Grey divorce phenomenon: The vast number of people in their 50s and 60s divorcing are ending second and third marriages, Dr. Hawkins reports, and not first divorces. Fortunately for most adult children experiencing a late-life divorce, it is not a break-up of their biological parents.
Informal separation: Formal, legal separation is rare. But informal separation, “taking a break,” by just moving out is something we had not talked about before, Dr. Hawkins said. He cautions there are reasons to be concerned with that option. “People getting away from each other is not neutral, it establishes a momentum,” he said. Sometimes it is necessary, if someone needs to get to a safe place but hasn’t given up on the marriage, as in the case of abuse or addiction. But now couples are also moving into prolonged, informal separations where they are apart and acting as if they were divorced but are not formally divorced.
Consensual non-monogamy and polyamory: “What we see now are younger generations surprisingly open to polyamory,” he said. Only 1% of married couples are actively involved, in it, but 4% have been at some point, according to a 2018 study. “Consensual non-monogamy says you can have the kind of marriage you want, changing the meaning of marriage from a lifelong, monogamous commitment,” he said. “Now when I get down on one knee and ask you to marry me, what does that mean?” Couples will have to negotiate their own definition. “I have some concerns about seeing the younger generation’s acceptance of that trend,” he said. Other tidal waves like the sexual revolution, the divorce revolution, the same-sex marriage revolution affected marriage but still seemed to be able to coexist with traditional marriage in parallel paths, he said. Dr. Hawkins has grave concerns that removing the expectation of monogamy from the definition of marriage might have a more immediate effect in severely damaging marriage as an institution. “One pops the polyamory question and changes the meaning of marriage right now. It feels more immediate than the others (previous changes),” he said.
“Marriage has become a menu and a smorgasbord instead an institution with meaning. It’s lost its ability as an institution to say, ‘This is what marriage means. You do this and not this.’ It’s losing some of its power to shape our behavior and relationships for good.”
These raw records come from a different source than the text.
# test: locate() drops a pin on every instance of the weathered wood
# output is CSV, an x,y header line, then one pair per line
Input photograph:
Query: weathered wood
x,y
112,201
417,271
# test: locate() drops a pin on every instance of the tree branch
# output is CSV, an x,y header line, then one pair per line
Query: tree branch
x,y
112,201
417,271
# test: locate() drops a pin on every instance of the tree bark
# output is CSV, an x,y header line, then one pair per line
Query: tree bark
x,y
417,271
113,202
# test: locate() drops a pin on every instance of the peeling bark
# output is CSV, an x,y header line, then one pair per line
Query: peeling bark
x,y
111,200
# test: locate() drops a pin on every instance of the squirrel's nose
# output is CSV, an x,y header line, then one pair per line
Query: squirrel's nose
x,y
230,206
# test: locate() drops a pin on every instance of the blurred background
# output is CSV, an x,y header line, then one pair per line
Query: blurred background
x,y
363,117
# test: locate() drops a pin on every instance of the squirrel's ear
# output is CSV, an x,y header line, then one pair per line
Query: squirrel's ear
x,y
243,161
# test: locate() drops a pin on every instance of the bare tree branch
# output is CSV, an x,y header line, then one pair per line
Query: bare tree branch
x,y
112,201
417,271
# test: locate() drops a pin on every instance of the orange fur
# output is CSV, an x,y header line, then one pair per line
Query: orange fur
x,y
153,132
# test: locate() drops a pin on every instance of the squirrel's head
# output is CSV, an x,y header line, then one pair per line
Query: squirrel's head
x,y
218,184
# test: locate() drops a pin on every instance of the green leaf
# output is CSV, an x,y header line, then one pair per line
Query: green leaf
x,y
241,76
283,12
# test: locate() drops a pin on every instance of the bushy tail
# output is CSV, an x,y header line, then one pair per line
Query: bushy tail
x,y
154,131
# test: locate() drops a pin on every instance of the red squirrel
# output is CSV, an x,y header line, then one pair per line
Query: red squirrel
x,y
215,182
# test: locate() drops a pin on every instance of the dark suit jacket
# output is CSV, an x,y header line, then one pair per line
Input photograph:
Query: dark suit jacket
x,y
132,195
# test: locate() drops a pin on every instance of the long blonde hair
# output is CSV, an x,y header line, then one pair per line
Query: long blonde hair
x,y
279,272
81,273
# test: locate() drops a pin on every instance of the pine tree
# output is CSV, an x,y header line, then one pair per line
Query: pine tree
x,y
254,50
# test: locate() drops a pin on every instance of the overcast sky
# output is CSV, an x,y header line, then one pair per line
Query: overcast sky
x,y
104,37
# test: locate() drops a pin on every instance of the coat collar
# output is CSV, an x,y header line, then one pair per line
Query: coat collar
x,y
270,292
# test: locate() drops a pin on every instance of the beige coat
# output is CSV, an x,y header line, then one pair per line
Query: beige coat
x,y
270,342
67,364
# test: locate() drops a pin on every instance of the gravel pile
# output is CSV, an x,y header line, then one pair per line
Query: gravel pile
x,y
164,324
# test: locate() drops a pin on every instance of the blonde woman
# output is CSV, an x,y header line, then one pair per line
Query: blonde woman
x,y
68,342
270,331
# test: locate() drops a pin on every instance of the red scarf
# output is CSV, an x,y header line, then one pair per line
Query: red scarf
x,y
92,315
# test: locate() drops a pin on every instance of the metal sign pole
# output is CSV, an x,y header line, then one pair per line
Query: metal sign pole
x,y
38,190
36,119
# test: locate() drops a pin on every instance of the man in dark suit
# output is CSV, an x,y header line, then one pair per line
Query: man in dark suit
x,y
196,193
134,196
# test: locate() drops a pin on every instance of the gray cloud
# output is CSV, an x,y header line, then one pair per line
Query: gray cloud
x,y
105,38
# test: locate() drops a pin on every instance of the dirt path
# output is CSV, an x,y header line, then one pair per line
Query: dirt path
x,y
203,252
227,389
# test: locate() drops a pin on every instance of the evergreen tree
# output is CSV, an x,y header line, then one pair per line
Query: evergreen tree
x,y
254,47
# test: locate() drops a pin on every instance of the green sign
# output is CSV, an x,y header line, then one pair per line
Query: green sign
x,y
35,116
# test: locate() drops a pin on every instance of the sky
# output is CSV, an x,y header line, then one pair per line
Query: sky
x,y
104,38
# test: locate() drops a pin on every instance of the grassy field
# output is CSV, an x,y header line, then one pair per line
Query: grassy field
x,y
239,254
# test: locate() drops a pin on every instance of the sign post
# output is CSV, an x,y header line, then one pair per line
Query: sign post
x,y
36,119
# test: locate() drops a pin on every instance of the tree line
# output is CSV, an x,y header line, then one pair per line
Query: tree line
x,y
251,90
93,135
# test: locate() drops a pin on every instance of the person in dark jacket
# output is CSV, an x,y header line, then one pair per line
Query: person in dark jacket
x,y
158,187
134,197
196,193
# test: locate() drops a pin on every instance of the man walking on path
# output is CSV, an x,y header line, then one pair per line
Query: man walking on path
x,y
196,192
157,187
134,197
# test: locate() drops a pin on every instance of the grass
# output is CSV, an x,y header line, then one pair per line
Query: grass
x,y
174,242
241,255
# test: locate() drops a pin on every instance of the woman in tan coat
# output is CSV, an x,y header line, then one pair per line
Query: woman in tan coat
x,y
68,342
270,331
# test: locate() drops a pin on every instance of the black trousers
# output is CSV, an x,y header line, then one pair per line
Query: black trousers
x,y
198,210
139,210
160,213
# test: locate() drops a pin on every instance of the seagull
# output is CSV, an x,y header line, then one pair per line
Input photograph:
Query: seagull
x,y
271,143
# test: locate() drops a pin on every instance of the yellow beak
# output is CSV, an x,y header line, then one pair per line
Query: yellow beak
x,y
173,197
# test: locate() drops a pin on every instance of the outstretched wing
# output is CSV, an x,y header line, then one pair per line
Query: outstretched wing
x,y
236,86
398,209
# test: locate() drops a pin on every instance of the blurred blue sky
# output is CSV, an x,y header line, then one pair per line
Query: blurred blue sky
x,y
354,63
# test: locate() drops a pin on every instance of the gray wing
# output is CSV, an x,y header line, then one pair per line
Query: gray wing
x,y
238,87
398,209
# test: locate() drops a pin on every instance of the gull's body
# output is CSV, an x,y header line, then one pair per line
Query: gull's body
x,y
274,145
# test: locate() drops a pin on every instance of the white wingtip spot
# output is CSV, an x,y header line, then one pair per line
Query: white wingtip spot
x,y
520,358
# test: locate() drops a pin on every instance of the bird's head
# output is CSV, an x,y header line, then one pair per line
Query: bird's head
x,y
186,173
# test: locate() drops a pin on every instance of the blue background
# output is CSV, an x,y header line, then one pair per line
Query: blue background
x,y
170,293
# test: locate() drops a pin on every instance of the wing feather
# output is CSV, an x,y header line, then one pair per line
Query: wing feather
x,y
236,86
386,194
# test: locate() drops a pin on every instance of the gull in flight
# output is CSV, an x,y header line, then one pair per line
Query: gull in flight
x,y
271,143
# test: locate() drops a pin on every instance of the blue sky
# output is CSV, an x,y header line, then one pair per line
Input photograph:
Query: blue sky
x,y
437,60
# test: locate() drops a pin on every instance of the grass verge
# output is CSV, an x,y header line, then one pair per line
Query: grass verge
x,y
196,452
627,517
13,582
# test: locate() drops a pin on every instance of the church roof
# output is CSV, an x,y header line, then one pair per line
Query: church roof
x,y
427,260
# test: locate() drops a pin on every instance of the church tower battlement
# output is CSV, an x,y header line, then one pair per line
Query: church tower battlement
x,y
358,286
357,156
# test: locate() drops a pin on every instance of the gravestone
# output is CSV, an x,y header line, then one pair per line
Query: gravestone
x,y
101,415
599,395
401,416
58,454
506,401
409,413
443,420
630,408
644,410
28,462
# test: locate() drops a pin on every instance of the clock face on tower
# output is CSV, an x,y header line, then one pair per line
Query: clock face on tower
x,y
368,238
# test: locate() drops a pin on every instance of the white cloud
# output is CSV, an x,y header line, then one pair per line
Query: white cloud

Dr. Hawkins wrote in the July 12, 2022, Public Square Magazine,
“Indeed, in the 21st century, monogamy may be no more universal to the legal meaning of marriage than biological sex. Across all these different areas of writing—popular media, academic, and legal—we are being nudged toward increased acceptance and approval of polyamory.”
Further, “Discussing together the option of monogamy that’s on the marital menu is vastly different from accepting an institutional rule that privileges it. If monogamy becomes a (continuously) negotiated agreement between spouses rather than a universally understood axiom of marriage, then monogamy gets harder to ask for and expect, easier to dismiss and devalue, and harder to embrace as a private guide and a public virtue. For everyone.”